De S, Mukherjee P, Roy AH

Abstract

Low Back Pain (LBP) is the most prevalent musculoskeletal condition worldwide and a leading cause of disability, significantly affecting mobility, work productivity, and overall quality of life. Due to its high prevalence and substantial economic burden, LBP presents a critical global public health challenge that demands innovative diagnostic and therapeutic solutions. This study introduces a novel deep-learning approach for diagnosing LBP intensity using electroencephalography (EEG) signals and surface electromyography (sEMG) signals from back muscles. A GAN-Convolution-Transformer-based model, named GLEAM (GAN-ConvoLution-sElf Attention-ETLSTM), is designed to classify LBP intensity into four categories: no LBP, mild LBP, moderate LBP, and intolerable LBP. A denoising GAN is central to the model’s functionality, playing a pivotal role in enhancing the quality of EEG and sEMG signals by removing noise, resulting in cleaner and more accurate input data. Various features are extracted from the GAN-denoised EEG and sEMG signals, and the combined features from both EEG and sEMG are used for LBP detection.

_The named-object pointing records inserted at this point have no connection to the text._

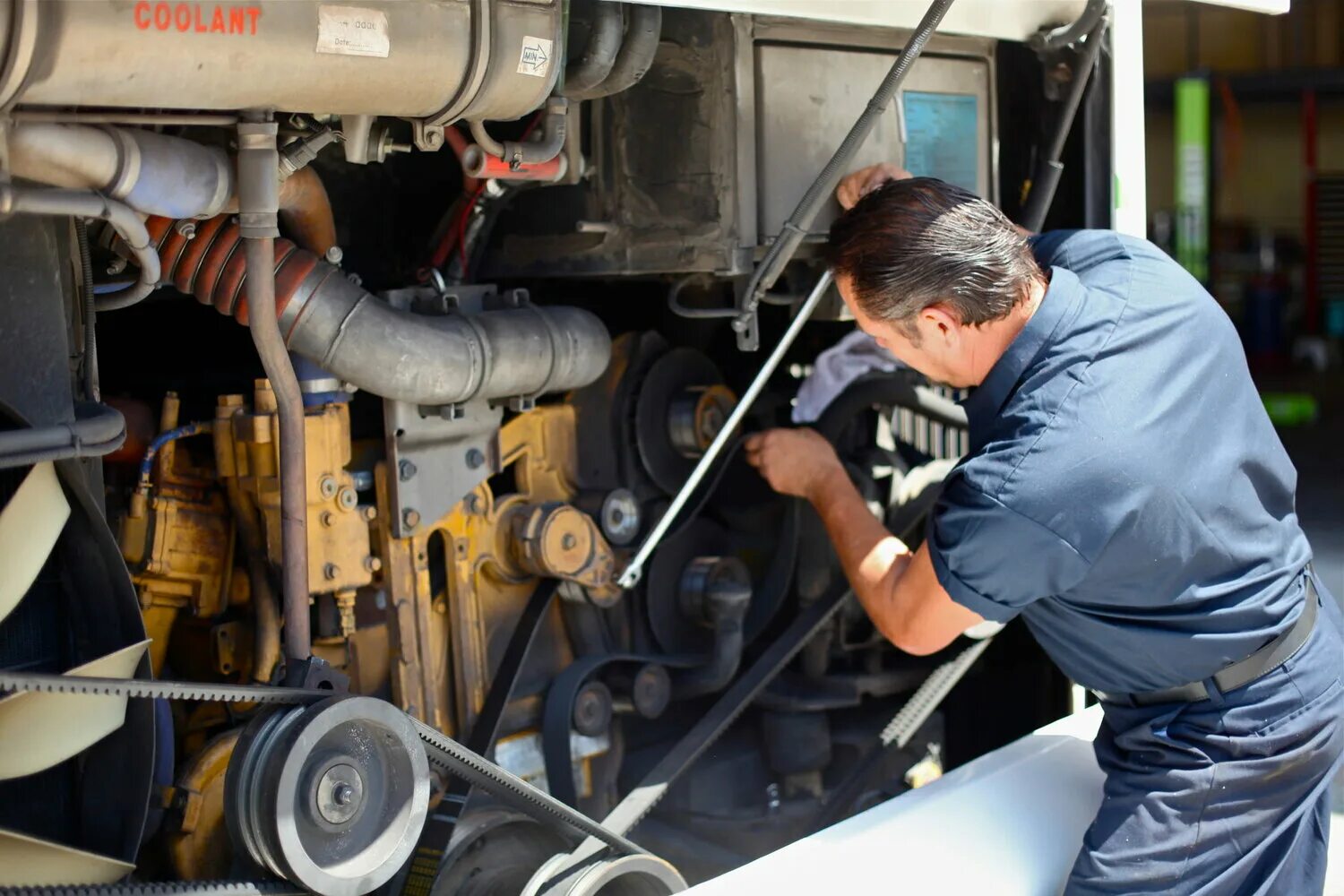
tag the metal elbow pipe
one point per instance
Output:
(554, 128)
(151, 172)
(636, 56)
(444, 360)
(392, 354)
(599, 53)
(86, 203)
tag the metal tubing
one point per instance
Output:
(150, 118)
(258, 204)
(427, 360)
(89, 312)
(795, 230)
(289, 408)
(631, 576)
(446, 360)
(82, 203)
(151, 172)
(599, 54)
(416, 56)
(99, 432)
(516, 153)
(637, 51)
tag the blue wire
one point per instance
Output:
(147, 466)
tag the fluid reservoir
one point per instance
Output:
(432, 59)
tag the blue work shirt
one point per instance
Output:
(1125, 490)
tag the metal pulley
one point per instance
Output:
(331, 796)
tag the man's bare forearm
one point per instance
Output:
(871, 556)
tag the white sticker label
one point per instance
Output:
(351, 31)
(535, 58)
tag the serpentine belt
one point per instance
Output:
(424, 866)
(561, 872)
(467, 764)
(441, 751)
(564, 691)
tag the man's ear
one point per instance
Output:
(941, 322)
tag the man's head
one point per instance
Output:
(938, 276)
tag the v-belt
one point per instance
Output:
(424, 866)
(441, 751)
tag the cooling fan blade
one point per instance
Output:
(29, 861)
(30, 525)
(40, 729)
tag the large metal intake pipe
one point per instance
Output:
(425, 59)
(151, 172)
(363, 340)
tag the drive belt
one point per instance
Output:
(556, 874)
(441, 751)
(422, 866)
(182, 888)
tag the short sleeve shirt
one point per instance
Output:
(1125, 492)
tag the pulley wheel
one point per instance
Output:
(675, 629)
(495, 853)
(639, 874)
(331, 797)
(680, 409)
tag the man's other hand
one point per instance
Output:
(797, 462)
(863, 182)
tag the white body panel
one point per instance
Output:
(1010, 823)
(1007, 19)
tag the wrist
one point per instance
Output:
(827, 484)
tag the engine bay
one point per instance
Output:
(511, 344)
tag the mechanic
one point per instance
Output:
(1126, 495)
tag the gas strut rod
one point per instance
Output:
(796, 228)
(1046, 182)
(631, 576)
(258, 206)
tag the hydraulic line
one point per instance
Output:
(147, 465)
(796, 228)
(258, 203)
(88, 301)
(632, 573)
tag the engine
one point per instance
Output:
(478, 303)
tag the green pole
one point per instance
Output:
(1193, 164)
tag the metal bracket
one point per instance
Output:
(427, 137)
(438, 454)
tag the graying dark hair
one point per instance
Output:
(913, 244)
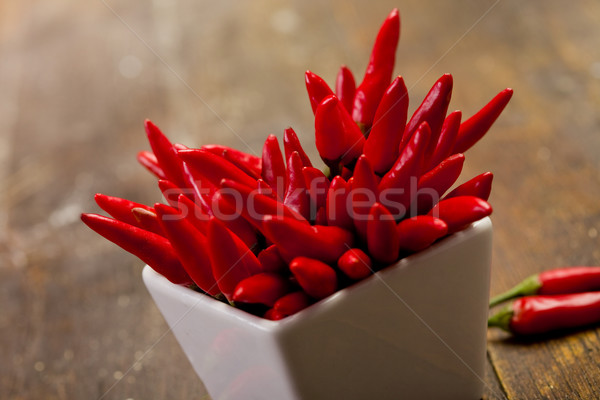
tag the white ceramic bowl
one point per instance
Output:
(415, 330)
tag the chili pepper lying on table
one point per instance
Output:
(541, 314)
(555, 281)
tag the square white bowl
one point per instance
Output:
(414, 330)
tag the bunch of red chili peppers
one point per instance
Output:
(274, 234)
(554, 300)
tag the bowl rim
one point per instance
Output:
(154, 279)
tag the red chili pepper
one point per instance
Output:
(297, 238)
(271, 260)
(237, 198)
(296, 196)
(231, 260)
(436, 182)
(191, 247)
(263, 188)
(317, 185)
(477, 126)
(203, 189)
(317, 89)
(316, 278)
(214, 168)
(460, 212)
(555, 281)
(395, 188)
(445, 143)
(382, 237)
(153, 249)
(120, 208)
(433, 111)
(291, 303)
(363, 195)
(379, 71)
(199, 219)
(264, 288)
(480, 186)
(170, 191)
(338, 138)
(355, 264)
(345, 88)
(383, 141)
(166, 154)
(273, 315)
(346, 174)
(193, 213)
(147, 220)
(273, 171)
(534, 315)
(321, 217)
(420, 232)
(148, 161)
(291, 143)
(250, 164)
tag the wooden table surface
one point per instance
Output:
(77, 79)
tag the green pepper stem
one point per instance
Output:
(502, 318)
(529, 286)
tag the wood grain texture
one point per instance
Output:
(78, 78)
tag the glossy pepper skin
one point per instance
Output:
(337, 205)
(154, 250)
(296, 238)
(317, 185)
(363, 195)
(120, 208)
(477, 126)
(383, 142)
(248, 163)
(273, 166)
(296, 195)
(316, 278)
(166, 154)
(534, 315)
(191, 247)
(338, 138)
(263, 288)
(355, 264)
(147, 220)
(214, 168)
(417, 233)
(480, 186)
(317, 89)
(382, 237)
(253, 206)
(291, 303)
(445, 144)
(554, 281)
(395, 189)
(231, 260)
(433, 111)
(148, 160)
(436, 182)
(291, 143)
(379, 71)
(345, 87)
(460, 212)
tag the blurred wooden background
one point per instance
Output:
(78, 78)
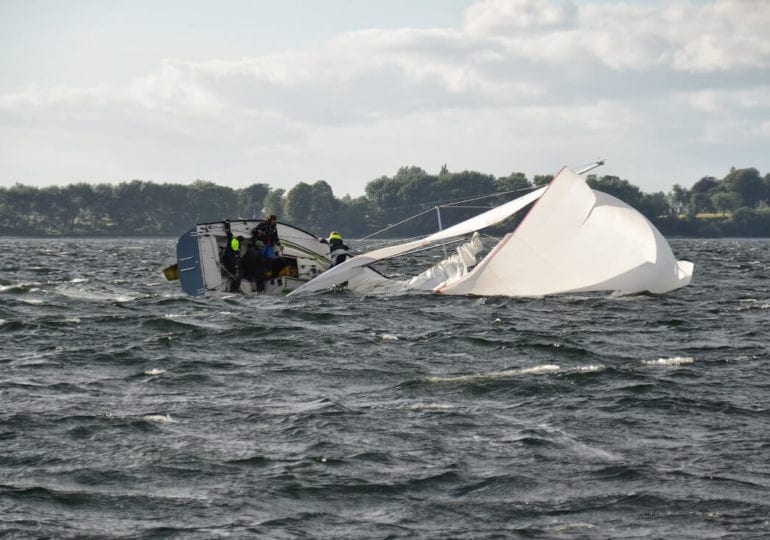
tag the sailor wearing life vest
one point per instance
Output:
(231, 259)
(338, 249)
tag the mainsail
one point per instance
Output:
(353, 269)
(573, 239)
(577, 239)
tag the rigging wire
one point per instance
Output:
(448, 204)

After the feature extraction, the CNN is employed to capture local temporal patterns within the data, allowing the model to focus on smaller, region-specific trends in the signals. Subsequently, the self-attention module identifies global correlations among these locally extracted features, enhancing the model’s ability to recognize broader patterns. The proposed ETLSTM network performs the final classification, which achieves an impressive LBP detection accuracy of 98.95%. This research presents several innovative contributions: (i) the development of a novel denoising GAN for cleaning EEG and sEMG signals, (ii) the design and integration of a new ETLSTM architecture as a classifier within the GLEAM model, and (iii) the introduction of the GLEAM hybrid deep learning framework, which enables robust and reliable LBP intensity assessment.